Paine’s gift was to have what Wood calls an “extraordinary faith in the moral capacity of ordinary people” (14). Along with Thomas Jefferson, Paine saw power in this idea, a power that was unavailable to monarchies, and he was able to articulate the same to his colonial brethren. The strength of the new nation would be its people and their will to do good. If Common Sense has a tone that lacks pretense, that is intentional, as we have seen; Paine understood his audience and the assumption that he was not only speaking to the American people: he was speaking for them. Authenticity was important for Paine and Jefferson, and it was bravery that allowed them to speak honestly about the human condition in America, bravery that allowed them to put fault with the British monarchy, bravery that allowed them to argue for independence in the New World. The message was clear: We, the people, can do this on our own. Jefferson wrote, “Let those flatter who fear; it is not an American art” (qtd. in Wood). By 1776, there was no need to flatter King George III, no need for pretense.
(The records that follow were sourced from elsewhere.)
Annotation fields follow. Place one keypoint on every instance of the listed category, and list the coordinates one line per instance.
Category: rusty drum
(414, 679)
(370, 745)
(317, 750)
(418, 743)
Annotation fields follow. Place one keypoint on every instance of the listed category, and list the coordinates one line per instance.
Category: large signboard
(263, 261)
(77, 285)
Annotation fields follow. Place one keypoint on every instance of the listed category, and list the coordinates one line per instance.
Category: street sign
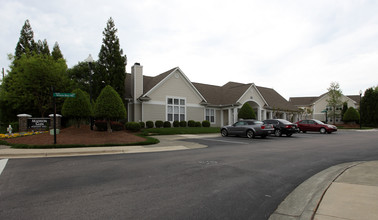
(64, 95)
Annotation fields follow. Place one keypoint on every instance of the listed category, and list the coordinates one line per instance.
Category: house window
(176, 109)
(210, 115)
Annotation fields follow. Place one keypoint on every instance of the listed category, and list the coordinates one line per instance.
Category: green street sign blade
(64, 95)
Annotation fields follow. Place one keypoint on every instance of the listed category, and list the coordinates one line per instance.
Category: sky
(297, 47)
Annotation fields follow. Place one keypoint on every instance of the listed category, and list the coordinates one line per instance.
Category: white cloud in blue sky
(296, 47)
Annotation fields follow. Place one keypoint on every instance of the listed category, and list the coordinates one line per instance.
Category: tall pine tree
(56, 53)
(111, 62)
(26, 43)
(43, 47)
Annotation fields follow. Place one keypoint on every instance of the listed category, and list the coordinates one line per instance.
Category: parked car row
(252, 128)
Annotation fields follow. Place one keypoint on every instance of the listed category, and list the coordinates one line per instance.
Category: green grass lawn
(180, 130)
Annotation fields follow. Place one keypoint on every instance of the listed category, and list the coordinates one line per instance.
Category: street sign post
(64, 95)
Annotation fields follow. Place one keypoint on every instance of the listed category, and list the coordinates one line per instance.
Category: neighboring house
(171, 96)
(317, 107)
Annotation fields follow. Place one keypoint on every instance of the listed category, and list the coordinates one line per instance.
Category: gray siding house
(171, 96)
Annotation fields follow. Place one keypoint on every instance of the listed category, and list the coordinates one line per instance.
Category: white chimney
(136, 81)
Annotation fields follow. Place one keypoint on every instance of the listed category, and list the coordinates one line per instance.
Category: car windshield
(283, 121)
(319, 122)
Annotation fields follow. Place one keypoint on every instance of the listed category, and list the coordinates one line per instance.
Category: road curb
(302, 203)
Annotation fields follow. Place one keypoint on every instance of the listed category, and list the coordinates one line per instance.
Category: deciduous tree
(246, 112)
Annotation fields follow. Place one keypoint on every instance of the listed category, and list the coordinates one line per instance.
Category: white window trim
(166, 107)
(215, 115)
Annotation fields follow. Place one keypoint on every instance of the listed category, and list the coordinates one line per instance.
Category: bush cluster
(133, 126)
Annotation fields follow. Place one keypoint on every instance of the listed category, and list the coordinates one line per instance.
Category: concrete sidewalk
(167, 143)
(346, 191)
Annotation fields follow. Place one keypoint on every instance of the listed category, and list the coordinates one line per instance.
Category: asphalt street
(233, 178)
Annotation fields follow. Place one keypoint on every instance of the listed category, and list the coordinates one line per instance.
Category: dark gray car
(249, 128)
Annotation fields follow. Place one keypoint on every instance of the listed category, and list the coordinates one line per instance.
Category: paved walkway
(344, 192)
(347, 191)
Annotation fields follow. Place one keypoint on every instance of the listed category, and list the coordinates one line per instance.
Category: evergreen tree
(246, 112)
(351, 115)
(334, 100)
(56, 53)
(111, 62)
(369, 107)
(26, 43)
(109, 106)
(43, 47)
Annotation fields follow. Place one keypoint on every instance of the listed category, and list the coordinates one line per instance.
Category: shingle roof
(275, 100)
(227, 94)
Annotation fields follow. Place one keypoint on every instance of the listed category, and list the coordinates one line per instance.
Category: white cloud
(295, 47)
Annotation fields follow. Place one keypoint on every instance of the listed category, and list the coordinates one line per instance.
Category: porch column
(235, 115)
(221, 121)
(259, 113)
(230, 116)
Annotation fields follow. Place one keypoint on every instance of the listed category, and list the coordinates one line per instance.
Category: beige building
(317, 107)
(171, 96)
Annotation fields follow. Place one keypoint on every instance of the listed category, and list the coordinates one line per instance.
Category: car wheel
(277, 133)
(224, 133)
(322, 131)
(250, 134)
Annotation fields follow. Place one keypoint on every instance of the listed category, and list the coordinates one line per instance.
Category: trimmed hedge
(159, 123)
(176, 124)
(183, 124)
(149, 124)
(133, 126)
(167, 124)
(205, 124)
(191, 123)
(142, 124)
(101, 125)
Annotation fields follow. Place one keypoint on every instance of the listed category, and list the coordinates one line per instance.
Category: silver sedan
(250, 128)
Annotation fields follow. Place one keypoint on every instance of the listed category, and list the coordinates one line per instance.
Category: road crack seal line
(3, 163)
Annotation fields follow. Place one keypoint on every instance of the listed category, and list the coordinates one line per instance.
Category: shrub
(133, 126)
(183, 124)
(77, 108)
(167, 124)
(246, 112)
(142, 124)
(149, 124)
(176, 124)
(351, 115)
(206, 124)
(191, 123)
(159, 123)
(101, 125)
(109, 105)
(117, 126)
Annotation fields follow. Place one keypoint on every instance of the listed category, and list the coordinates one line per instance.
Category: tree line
(34, 71)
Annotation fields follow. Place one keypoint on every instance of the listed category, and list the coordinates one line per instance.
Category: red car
(315, 125)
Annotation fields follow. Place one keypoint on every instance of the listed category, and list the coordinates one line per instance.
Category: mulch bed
(82, 135)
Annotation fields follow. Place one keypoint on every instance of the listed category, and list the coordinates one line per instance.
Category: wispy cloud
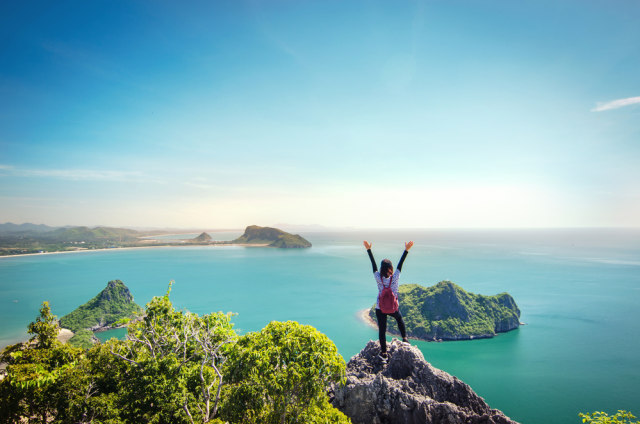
(615, 104)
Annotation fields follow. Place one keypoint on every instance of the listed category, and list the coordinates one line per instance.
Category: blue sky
(360, 113)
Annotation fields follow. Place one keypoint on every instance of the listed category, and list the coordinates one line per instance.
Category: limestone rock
(407, 390)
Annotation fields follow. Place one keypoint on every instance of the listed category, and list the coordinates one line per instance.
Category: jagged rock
(407, 390)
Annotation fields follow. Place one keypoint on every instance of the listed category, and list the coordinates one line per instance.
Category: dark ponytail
(385, 265)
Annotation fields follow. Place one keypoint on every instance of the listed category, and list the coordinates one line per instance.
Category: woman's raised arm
(367, 246)
(407, 246)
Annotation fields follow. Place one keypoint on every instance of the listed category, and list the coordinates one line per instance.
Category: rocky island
(112, 307)
(271, 237)
(407, 390)
(27, 239)
(447, 312)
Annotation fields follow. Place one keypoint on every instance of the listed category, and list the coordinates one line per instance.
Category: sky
(366, 114)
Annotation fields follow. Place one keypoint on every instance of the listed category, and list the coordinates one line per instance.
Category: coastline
(133, 247)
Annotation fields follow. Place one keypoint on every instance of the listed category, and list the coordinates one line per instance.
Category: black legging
(382, 327)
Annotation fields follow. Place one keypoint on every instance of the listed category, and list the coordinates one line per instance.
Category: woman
(385, 278)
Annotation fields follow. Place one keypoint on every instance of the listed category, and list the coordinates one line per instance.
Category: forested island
(448, 312)
(29, 239)
(271, 237)
(113, 307)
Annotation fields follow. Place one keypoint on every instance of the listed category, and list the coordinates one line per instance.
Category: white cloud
(73, 174)
(615, 104)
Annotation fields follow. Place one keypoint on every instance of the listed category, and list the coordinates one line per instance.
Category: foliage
(184, 352)
(280, 375)
(35, 371)
(447, 311)
(110, 306)
(599, 417)
(82, 338)
(45, 328)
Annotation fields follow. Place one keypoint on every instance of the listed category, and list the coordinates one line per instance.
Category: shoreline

And both men must have assumed that the American people were up to the task of governing themselves; the King was no longer needed.
The hierarchies of old would be gone from the American continent, then, and the great experiment in freedom would be underway. As Wood points out, there is something beyond the idea of men being created equal. Paine and Jefferson went further and believed that all men “remained equal,” having been created by God; equality and liberty are simply an outgrowth of being born, and no man can change that. This idea, Paine’s idea, his argument that men remained equal, was truly radical: man, at almost his full stature at last, with the full glint of the sun on his banner. Most Americans sense this, even if they are unable to articulate it as beautifully as Mark Twain.
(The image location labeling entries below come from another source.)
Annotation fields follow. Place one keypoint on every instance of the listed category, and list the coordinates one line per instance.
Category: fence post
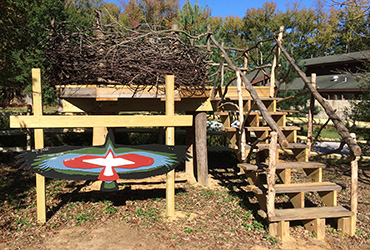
(354, 187)
(310, 117)
(271, 192)
(170, 140)
(39, 144)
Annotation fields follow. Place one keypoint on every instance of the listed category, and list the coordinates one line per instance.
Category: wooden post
(261, 106)
(39, 144)
(271, 192)
(222, 68)
(242, 139)
(310, 116)
(201, 147)
(354, 187)
(189, 164)
(99, 135)
(274, 64)
(208, 37)
(170, 140)
(341, 128)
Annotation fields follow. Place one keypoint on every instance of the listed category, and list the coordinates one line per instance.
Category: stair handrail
(341, 128)
(271, 171)
(248, 86)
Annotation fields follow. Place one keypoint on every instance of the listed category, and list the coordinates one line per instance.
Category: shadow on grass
(223, 168)
(15, 184)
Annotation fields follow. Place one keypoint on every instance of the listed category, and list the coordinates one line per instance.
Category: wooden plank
(310, 116)
(55, 121)
(284, 175)
(316, 226)
(310, 213)
(329, 198)
(36, 92)
(39, 144)
(201, 147)
(341, 128)
(314, 175)
(136, 104)
(242, 136)
(170, 140)
(189, 163)
(283, 165)
(279, 229)
(99, 135)
(271, 171)
(232, 92)
(123, 91)
(297, 199)
(299, 187)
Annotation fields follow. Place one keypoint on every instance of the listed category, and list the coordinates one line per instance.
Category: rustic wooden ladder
(313, 218)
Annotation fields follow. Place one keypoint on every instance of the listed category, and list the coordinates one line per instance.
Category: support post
(99, 135)
(341, 128)
(189, 163)
(201, 147)
(242, 138)
(271, 192)
(170, 140)
(310, 116)
(39, 144)
(354, 188)
(274, 64)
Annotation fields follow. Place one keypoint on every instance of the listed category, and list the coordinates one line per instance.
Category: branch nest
(137, 58)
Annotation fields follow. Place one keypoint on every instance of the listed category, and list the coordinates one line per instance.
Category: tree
(354, 27)
(25, 31)
(193, 19)
(156, 13)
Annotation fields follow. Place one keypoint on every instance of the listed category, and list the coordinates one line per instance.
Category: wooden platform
(282, 165)
(310, 213)
(298, 188)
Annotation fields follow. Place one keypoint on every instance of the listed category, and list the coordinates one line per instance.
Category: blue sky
(236, 7)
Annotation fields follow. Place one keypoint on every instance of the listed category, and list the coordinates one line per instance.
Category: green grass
(329, 133)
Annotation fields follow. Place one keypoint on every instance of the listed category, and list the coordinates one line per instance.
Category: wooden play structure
(263, 131)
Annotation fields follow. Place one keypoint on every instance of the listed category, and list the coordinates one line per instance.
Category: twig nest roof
(138, 58)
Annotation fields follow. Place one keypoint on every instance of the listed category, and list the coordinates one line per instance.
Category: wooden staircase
(266, 168)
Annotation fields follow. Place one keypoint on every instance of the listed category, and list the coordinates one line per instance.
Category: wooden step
(290, 146)
(309, 213)
(298, 188)
(282, 165)
(235, 112)
(260, 129)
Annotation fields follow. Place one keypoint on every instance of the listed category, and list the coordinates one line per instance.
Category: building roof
(339, 82)
(348, 57)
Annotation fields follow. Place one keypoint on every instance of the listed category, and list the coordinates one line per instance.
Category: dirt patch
(222, 217)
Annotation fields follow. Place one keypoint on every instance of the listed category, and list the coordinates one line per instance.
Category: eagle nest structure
(114, 55)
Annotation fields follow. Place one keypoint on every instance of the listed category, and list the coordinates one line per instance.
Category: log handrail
(341, 128)
(249, 87)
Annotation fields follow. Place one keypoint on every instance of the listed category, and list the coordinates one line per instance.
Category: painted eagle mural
(107, 163)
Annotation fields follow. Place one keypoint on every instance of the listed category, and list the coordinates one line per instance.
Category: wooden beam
(99, 135)
(242, 135)
(341, 128)
(39, 144)
(201, 148)
(170, 140)
(310, 116)
(271, 171)
(261, 106)
(54, 121)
If America finds redemption in freedom, religion in liberty, then Thomas Paine was the first great apostle for this new creed. His gospel still resonates today, and the American ethos is firmly settled within it, a stable and necessary part of the rhetoric used by presidents and ordinary citizens for nearly two-hundred fifty years. In 1984, Ronald Reagan echoed Paine when he spoke of virtue and conscience. His language was not dissimilar to Paine’s when he said, “Without God, there is a coarsening of the society. And without God, democracy will not and cannot long endure.” It is easy to assume that Reagan was speaking of the God who belongs to denominations, the God of the Bible, and perhaps he was. Still, when one considers the civil religion that is discussed here, where a broader and more complex idea of God is embedded within American patriotism and citizenship—something that lies between William Bradford and Thomas Paine, somewhere between Paine and Robert Ingersoll—well, then the American ideal becomes larger and more important, somehow, since the God Reagan speaks of belongs to the individual, where each citizen is free to have his own sense about the First Cause of liberty.